The truth is, people use products because they obtain value from them.
For the record, I use the word “product”, but I could also use “service” indifferently.
In an economic sense, value means that the user derives at least some utility for himself:
“Individuals act to make themselves as well off as possible. To use the jargon of the profession, they seek to maximize their own utility, which is a similar concept to happiness, only broader. I derive utility from getting a typhoid immunization and paying taxes. Neither of these things makes me particularly happy, but they do keep me from dying of typhoid or going to jail. That, in the long run, makes me better off.” — Charles Wheelan
So in a nutshell, utility means anything that we perceive that makes us better off, and when a product gives us value it means that we derive some utility from it.
No matter how friendly and easy to use a product is, people will not use it if they do not perceive that they are receiving any value.

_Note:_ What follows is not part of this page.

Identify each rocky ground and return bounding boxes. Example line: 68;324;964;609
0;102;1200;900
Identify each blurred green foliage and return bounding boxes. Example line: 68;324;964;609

This has some deep implications for any product, especially new ones. Instead of focusing on delivering the perfect experience to your users, you should be completely focused on finding out what kind of value are your users perceiving, and after you found that out, then try to deliver as much value as you can. Only after you have completely nailed this, then you can put as much effort as you see fit on making the experience as intuitive and friendly as possible.
This does not mean in any way that UX is worthless. What it means is that on the top of your priorities should always be delivering value to your user. You can improve UX in parallel as much as you think the user needs it, but at the end of the day, value is the one and only thing that will keep your users coming back.
You can easily understand this if you think about Craigslist. For years it was the best site to advertise or search for pretty much anything, yet it had one of the oldest and most basic user interfaces and user experiences. Then why was it so popular? Why is it still so popular, among so many other competitors? Because it delivers value. It connects supply and demand in an efficient way. People can buy or sell anything faster in Craigslist than anywhere else. However, Craigslist is slowly losing users. Its competitors are finally delivering as much value but with a much better user experience. They have created sites for specific segments that advertised on Craigslist and loaded them with helpful and user-friendly features. That is what happens when you focus solely on value and completely forget the user experience.
You might have heard of the term “value proposition”. It means the value that you think that your users are receiving. However, you must always consider that it might be that your users are not perceiving the value delivered in the same way. Therefore, “value proposition” is not the same as “value perception”. Your users may be happy using your product, but it might be for other reason than your value proposition. Their perception does not necessarily need to match what you think you are providing them, and yet your product can still be successful. Think about Starbucks for example. In the beginning they thought that their value proposition was to readily provide quality coffee. They built really comfy cafes, and suddenly the business was blooming. Only after a while they realized that the reason lots of people went to Starbucks was not because of the coffee, but because of the amazingly comfortable locations. They went there to work or to study, or even to hang out with their friends. It turned out that for a significant percentage of their customers, their value perception was completely different than the value proposition that Starbucks had.
There are plenty of tools to find out what the value perception of your users is. You can use user personas, or job stories. You can implement KPIs and perform data analysis. Personally, I prefer to start with a conceptual methodology, and after I have a reasonable (and likely) hypothesis, then I make sure to back it up with hard data. It is up to you and your product which tool will be the best, so I recommend that you use the scientific method. Define a hypothesis, test it, learn from it, start over. No matter what you are trying to do, this should always be at the core of any methodology you use.
UX design is a great tool to create amazing products. Just remember that underneath all that neat interface, there must be always value delivered.